The wasn’t much for me to do in this mansion except spend the day watching other wolves as they trained. This was something that I loved watching because it had been a dream of mine to also be one of my pack’s warriors, but sadly, Lukas had shattered those dreams with his lust for a young virgin girl. Even though I blamed my family, specifically my mother and my father for what was happening to me, I still missed them.

I wished that I could just get a chance to visit them and see how they were doing after I left, I also hoped that when they saw how unhappy I was they would realize their mistake and demand that Lukas sends me back to them. Of course, I knew that he wouldnt willingly hand me over t them but at the same time I had to keep some kind of hope alive. It was the only thing that helped me through my day, I now lived my life imagining what it would be like if I was still at home. I couldn't stop thinking of how life was back home and wondering if they missed me as much as I missed them. I couldn't imagine my father and my mother spending nights together and discussing how much they missed me and wished I was at home, but I knew that was something they thought about individually.

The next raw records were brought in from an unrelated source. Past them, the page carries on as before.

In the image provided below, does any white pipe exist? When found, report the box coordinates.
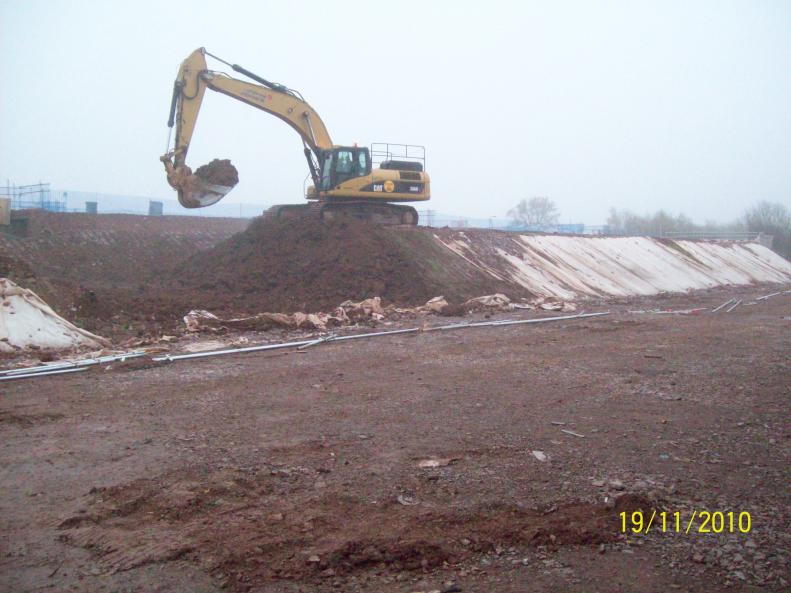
[152,311,610,362]
[0,367,88,381]
[712,299,736,313]
[0,350,145,376]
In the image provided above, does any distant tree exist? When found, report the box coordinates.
[508,196,560,226]
[743,201,791,258]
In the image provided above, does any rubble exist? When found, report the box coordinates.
[195,159,239,187]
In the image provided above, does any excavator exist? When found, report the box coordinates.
[160,48,430,225]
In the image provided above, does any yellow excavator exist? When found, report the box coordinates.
[161,48,430,225]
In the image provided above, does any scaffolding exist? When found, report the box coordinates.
[0,182,67,212]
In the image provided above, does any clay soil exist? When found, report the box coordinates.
[0,211,530,342]
[195,159,239,187]
[0,287,791,593]
[173,216,524,313]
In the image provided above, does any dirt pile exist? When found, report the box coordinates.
[0,210,247,336]
[175,217,520,312]
[195,159,239,187]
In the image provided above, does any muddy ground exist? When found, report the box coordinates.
[0,287,791,593]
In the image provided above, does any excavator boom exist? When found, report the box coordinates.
[161,48,429,224]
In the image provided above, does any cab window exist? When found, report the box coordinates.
[321,153,332,189]
[357,150,368,177]
[335,150,354,175]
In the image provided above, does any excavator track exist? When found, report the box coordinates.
[264,201,418,226]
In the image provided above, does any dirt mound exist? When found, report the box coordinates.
[0,210,247,336]
[195,159,239,187]
[177,217,520,312]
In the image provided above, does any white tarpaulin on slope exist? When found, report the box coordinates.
[0,278,109,352]
[436,231,791,300]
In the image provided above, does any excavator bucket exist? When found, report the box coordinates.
[163,159,239,208]
[176,175,233,208]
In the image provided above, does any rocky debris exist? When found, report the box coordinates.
[184,294,574,332]
[171,216,532,316]
[195,159,239,187]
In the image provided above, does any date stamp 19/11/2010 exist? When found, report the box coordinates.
[619,509,752,534]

Today I was determined to ask Lukas to allow me to visit my family just once, I knew that convincing him to let me go was going to be very hard but I was desperate and I was almost willing to do anything to get him to agree to my request. I really hoped that he would allow me to just see my little sister even once, I didn’t wnat her to visit because I didn’t wnat to expose her to the vultures that were in this mansion.

I waited for Lukas to arrive after dinner as he always did, he always slept late but he always made it a point to come and see me after dinner before he went back into his office. I was so nervous because I didn’t know which direction this conversation was going to take. My greatest fear was for me to end up under Lukas, that was something that I wanted to delay for as long as I could.

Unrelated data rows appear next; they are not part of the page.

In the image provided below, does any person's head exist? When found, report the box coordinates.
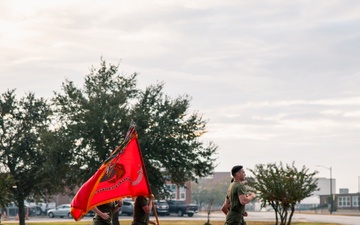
[231,165,246,181]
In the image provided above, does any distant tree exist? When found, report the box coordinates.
[53,60,217,196]
[0,90,74,225]
[250,162,319,225]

“Good evening my love,” he said as he walked into the room

”Can I please go and see my family?” I asked without hesitation, I didn’t wnat to wait before asking him because I was afraid that I wouldn't up not asking him if I delayed asking.

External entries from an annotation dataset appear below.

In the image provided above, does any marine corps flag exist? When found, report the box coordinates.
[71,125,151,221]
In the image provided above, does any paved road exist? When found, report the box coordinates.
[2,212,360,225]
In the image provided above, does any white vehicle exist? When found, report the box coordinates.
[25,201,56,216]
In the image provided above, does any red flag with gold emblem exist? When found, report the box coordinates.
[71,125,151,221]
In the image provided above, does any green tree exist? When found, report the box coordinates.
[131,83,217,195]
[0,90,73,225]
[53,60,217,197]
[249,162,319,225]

“Whoa..” he laughed “that was out of the blue,” he said as he sat on the bed next to me

“I miss them and I just thought that maybe you would allow me to see them just one more time” I begged

“Am I treating you horribly?” he asked me and I hesitantly shook my head

“Then why are you acting like I am the worst thing that had ever happened to you?” he asked

”That is not what I mean, I would just love to see them one last time and then I promise” he interjected before I could even make the point I was trying to make

“If I am not treating you badly then I don’t see any reason for you to go there,” he said

”But they are my family and I love them,” I said and he cleared his throat

"I am the only family that you need and I am the only one you should love,” he said getting u from the bed and giving me a brief smile

“Get that through your head and all will be well,” he said with a wink as he walked away leaving my heart crumbling into a million little pieces. I just felt like this man hated me.

Had he just brought me here in an attempt to see just how far his cruelty could go, why would he refuse me the right to visit my own family? He wanted to be everything to me, he wanted me to think that I didn’t need anybody else if I had him and that was simply not true. Even if Lukas was my real mate, and even if I did genuinely love him I was sure that I wouldnt abandon my own family all because I had him. Why did he have to be so difficult even in something that seemed so simple? I wasn’t asking him to let me go, I was simply asking him to allow me to visit my family.

However, I felt that I was to blame for all this because I was the one who had tried to run away from the first night I was here. I had vowed to make things very difficult for him from day one and now I was regretting it because the tables had turned on me. Lukas was the one that was making things very difficult for me and I didn’t know how to change things and put them in my favor. It was clear that he didn’t trust me.